When Cathy Kelley learned in August that NXT would air live every week on the USA Network, she immediately wanted to be in Orlando every Wednesday.
“I fought to be back here,” said Kelley, who is NXT’s backstage correspondent. “The people at NXT are looking to prove themselves. That’s why I’m here, too, because of my passion. We’re hungry for this opportunity.”
Kelley studied journalism at Loyola University Chicago, then broke into the entertainment business as a host on Maria Menounos’ Afterbuzz TV online broadcast network. Her interviews convey the realism of sports, blended with entertainment, which was the style she hungered to bring to backstage segments in NXT.
“My goal is to deliver interviews in as realistic a way as possible,” said Kelley. “I started with NXT, then became the first host of WWE Digital. We were figuring out what worked on the fly, and I pushed to do more longform interviews with the talent. But I really missed doing backstage interviews, so I really pushed to go back. I spoke about it with Joe Belcastro, who is the head writer for NXT, and he shot it up to Triple H.
“Look at the work of Tommaso Ciampa or Shayna Baszler. There is something magical about this roster. People were so excited to learn that we’d have a weekly [live] show. There is a different feel and a different pressure, but it’s a testament to all the work that has gone into NXT.”
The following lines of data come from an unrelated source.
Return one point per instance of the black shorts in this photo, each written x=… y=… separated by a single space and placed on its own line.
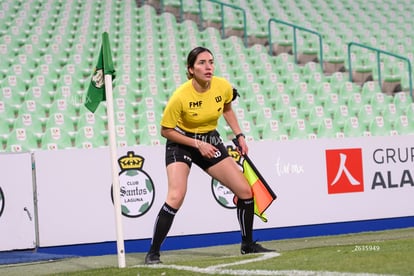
x=180 y=153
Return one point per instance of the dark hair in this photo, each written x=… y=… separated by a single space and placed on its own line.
x=192 y=56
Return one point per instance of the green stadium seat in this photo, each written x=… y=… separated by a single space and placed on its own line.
x=328 y=129
x=404 y=125
x=341 y=115
x=56 y=138
x=301 y=129
x=380 y=127
x=290 y=115
x=62 y=121
x=353 y=128
x=366 y=115
x=402 y=100
x=87 y=138
x=332 y=103
x=316 y=116
x=150 y=135
x=380 y=101
x=274 y=131
x=392 y=113
x=29 y=122
x=21 y=140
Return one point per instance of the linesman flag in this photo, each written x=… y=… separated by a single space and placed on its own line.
x=105 y=66
x=262 y=193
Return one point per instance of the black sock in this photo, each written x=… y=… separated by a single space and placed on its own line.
x=245 y=214
x=162 y=226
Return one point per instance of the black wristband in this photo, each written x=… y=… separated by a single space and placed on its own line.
x=240 y=135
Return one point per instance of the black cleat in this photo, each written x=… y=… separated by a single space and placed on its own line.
x=253 y=247
x=152 y=258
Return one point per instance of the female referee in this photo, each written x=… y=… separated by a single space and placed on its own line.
x=189 y=124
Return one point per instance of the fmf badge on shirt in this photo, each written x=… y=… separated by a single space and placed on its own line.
x=136 y=186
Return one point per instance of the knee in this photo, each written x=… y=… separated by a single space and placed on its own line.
x=175 y=199
x=246 y=192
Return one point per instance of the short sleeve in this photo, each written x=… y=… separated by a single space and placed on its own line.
x=172 y=112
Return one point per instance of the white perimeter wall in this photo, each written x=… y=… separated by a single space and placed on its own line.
x=74 y=189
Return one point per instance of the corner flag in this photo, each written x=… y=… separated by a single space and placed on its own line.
x=105 y=66
x=262 y=193
x=99 y=90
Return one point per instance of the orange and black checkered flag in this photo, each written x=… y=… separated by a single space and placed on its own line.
x=262 y=193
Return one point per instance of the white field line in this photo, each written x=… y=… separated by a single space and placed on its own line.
x=218 y=269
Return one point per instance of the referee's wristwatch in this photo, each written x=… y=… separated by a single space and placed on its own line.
x=240 y=135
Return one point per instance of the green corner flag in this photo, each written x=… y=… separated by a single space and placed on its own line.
x=105 y=66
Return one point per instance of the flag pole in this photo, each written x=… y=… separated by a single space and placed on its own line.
x=115 y=176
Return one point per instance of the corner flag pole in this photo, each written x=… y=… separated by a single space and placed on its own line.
x=115 y=177
x=100 y=89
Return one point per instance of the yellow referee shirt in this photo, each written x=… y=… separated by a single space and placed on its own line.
x=197 y=112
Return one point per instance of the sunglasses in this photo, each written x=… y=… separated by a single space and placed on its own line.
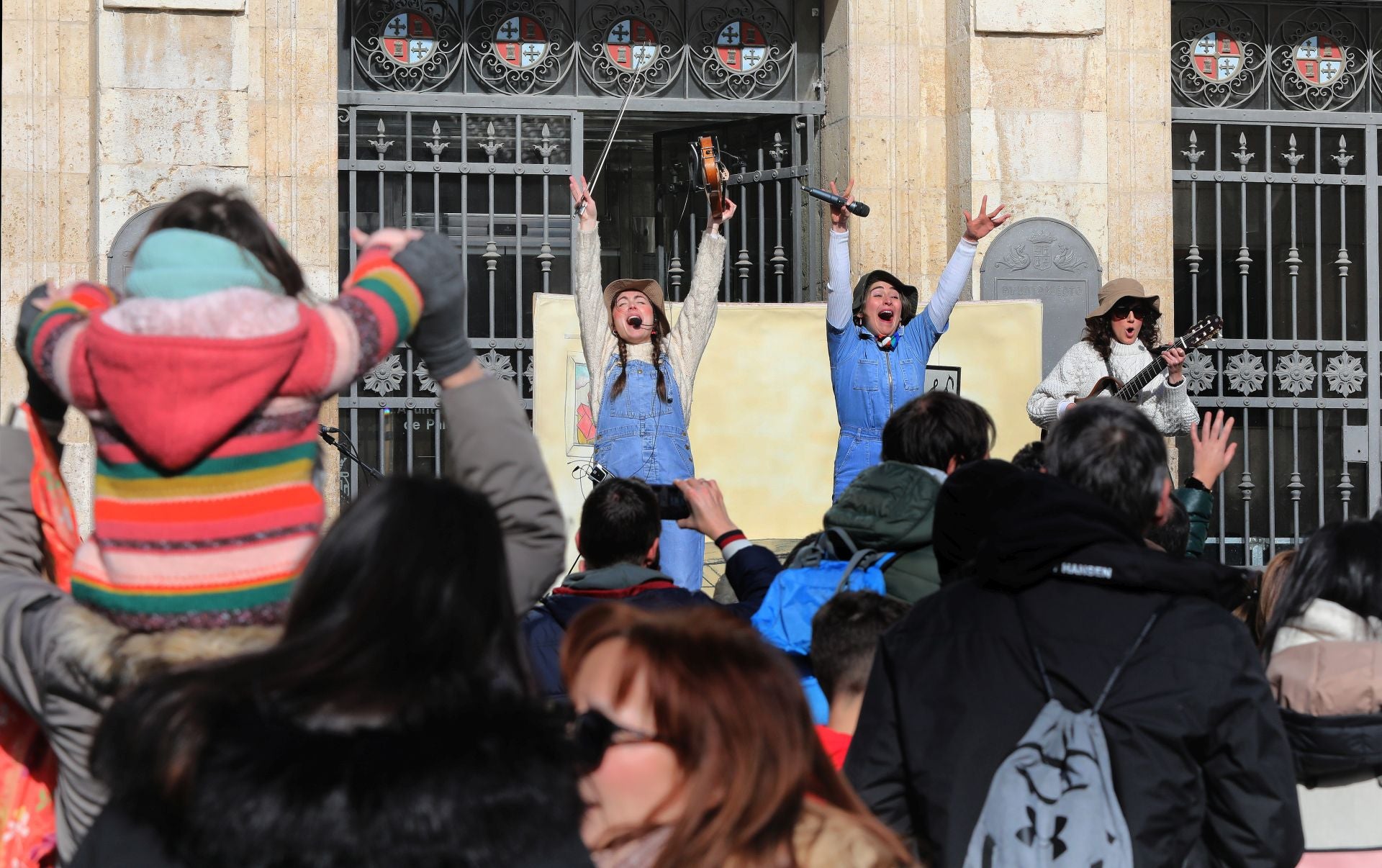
x=592 y=734
x=1121 y=312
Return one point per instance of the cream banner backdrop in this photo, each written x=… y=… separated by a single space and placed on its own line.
x=763 y=414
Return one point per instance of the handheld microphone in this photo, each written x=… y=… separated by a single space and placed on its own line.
x=854 y=208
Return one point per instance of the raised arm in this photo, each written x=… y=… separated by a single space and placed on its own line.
x=698 y=309
x=961 y=263
x=590 y=310
x=491 y=448
x=839 y=299
x=52 y=338
x=378 y=309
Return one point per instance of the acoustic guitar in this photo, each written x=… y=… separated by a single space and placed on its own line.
x=1204 y=330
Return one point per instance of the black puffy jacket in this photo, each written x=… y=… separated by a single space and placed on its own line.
x=1200 y=761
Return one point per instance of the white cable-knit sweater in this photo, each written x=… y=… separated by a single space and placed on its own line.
x=690 y=335
x=1075 y=374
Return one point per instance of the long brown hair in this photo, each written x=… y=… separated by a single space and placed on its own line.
x=1101 y=332
x=230 y=216
x=659 y=328
x=733 y=711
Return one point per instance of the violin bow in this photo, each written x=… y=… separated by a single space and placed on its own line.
x=614 y=130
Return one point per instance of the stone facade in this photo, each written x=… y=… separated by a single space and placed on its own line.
x=1059 y=108
x=114 y=107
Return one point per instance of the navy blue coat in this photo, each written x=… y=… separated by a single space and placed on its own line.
x=749 y=572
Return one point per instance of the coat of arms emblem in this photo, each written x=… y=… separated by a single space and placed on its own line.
x=741 y=46
x=1319 y=60
x=410 y=39
x=632 y=45
x=1218 y=55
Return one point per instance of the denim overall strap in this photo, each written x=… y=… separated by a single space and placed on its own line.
x=639 y=434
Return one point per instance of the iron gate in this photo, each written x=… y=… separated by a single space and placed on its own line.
x=767 y=159
x=1276 y=145
x=495 y=184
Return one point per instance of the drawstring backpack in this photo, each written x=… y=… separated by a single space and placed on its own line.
x=1052 y=800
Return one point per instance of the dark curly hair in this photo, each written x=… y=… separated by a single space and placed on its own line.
x=1099 y=332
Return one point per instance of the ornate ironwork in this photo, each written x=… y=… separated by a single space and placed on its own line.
x=1245 y=372
x=1218 y=57
x=1319 y=60
x=386 y=376
x=633 y=43
x=1296 y=372
x=1345 y=374
x=520 y=46
x=1198 y=372
x=407 y=45
x=498 y=365
x=743 y=49
x=425 y=379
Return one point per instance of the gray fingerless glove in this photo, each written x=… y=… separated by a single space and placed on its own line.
x=440 y=338
x=46 y=402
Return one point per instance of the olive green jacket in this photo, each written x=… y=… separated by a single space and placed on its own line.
x=889 y=507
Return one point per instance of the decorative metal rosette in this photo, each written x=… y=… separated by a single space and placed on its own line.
x=1296 y=372
x=520 y=46
x=386 y=376
x=1198 y=372
x=1245 y=372
x=1218 y=58
x=407 y=45
x=1345 y=374
x=1319 y=60
x=633 y=40
x=743 y=50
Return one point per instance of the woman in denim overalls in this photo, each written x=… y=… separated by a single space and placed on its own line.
x=878 y=345
x=641 y=375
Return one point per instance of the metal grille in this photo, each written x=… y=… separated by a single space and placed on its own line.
x=1278 y=230
x=767 y=161
x=440 y=129
x=497 y=187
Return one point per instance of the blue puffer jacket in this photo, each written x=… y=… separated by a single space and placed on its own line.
x=749 y=572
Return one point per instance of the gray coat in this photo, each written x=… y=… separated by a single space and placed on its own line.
x=63 y=664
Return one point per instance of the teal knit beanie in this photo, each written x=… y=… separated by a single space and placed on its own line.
x=184 y=263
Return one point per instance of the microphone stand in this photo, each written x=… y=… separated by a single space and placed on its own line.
x=348 y=451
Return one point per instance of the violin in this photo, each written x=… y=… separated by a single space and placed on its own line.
x=710 y=173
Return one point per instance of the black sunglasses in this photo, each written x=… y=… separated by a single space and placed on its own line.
x=1120 y=312
x=592 y=734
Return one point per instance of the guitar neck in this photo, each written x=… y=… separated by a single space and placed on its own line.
x=1147 y=375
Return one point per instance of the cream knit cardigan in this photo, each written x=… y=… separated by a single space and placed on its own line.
x=689 y=338
x=1075 y=374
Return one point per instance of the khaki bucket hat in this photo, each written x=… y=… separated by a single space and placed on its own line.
x=649 y=288
x=1117 y=289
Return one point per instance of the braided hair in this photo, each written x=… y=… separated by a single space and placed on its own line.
x=659 y=328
In addition to providing WWE audiences with a different perspective of their favorite stars, the 31-year-old Kelley has another goal in mind when she appears onscreen each week.
“I want to be an example for young girls,” said Kelley, who grew up as an only child raised by a single mother. “My mom busted her butt to take care of me, and she also set an incredible example. She is a scientist and runs a research lab, as well as taught at a medical school, so she was crazy busy when I was growing up.”
Kelley credits her mother for shaping her into the independent person she is today.
“She’s always been a strong female force, whether that meant working long hours or traveling for business trips and taking me with her,” said Kelley. “If I was sick, I would sleep in a sleeping bag underneath her desk. I was very lucky to grow up with her as my mother, and I’m really lucky to be surrounded by so many strong females at NXT, which has the strongest, most talented group of females in all of wrestling.
“Steph McMahon has also really been a mentor to me, seeing everything she does is inspiring. It’s also inspiring to see so many women and girls coming to shows, too, as this has always been a male-dominated business.”
With the WWE brand proudly attached to her, Kelley is also seeking to impact society through a number of charitable endeavors that she somehow fits into her off days. She is involved with GirlUp, GLAAD, UNICEF, Special Olympics, and most recently, Unlikely Heroes.
“I’ve had the chance to get to know Erica Greve, who is the founder of Unlikely Heroes, and I’ve learned how human trafficking is actually a problem in the United States,” said Kelley. “Their Recognizing Heroes Gala in Dallas recognized human trafficking survivors, and it’s so important to find ways to help the survivors.”
As for her future, Kelley’s ambition is pushing her to reach for more in-depth roles both on and off camera.
“I want to be connected to WWE for the rest of my career,” said Kelley. “I have other goals, too—producing, writing, hosting, I want to do it all. I had to miss a SmackDown recently to film something, and I’m looking forward to sharing that soon.
“It’s so special to be involved with WWE. I was the person watching at home. Now I hope that my passion for the product shows in everything I do.”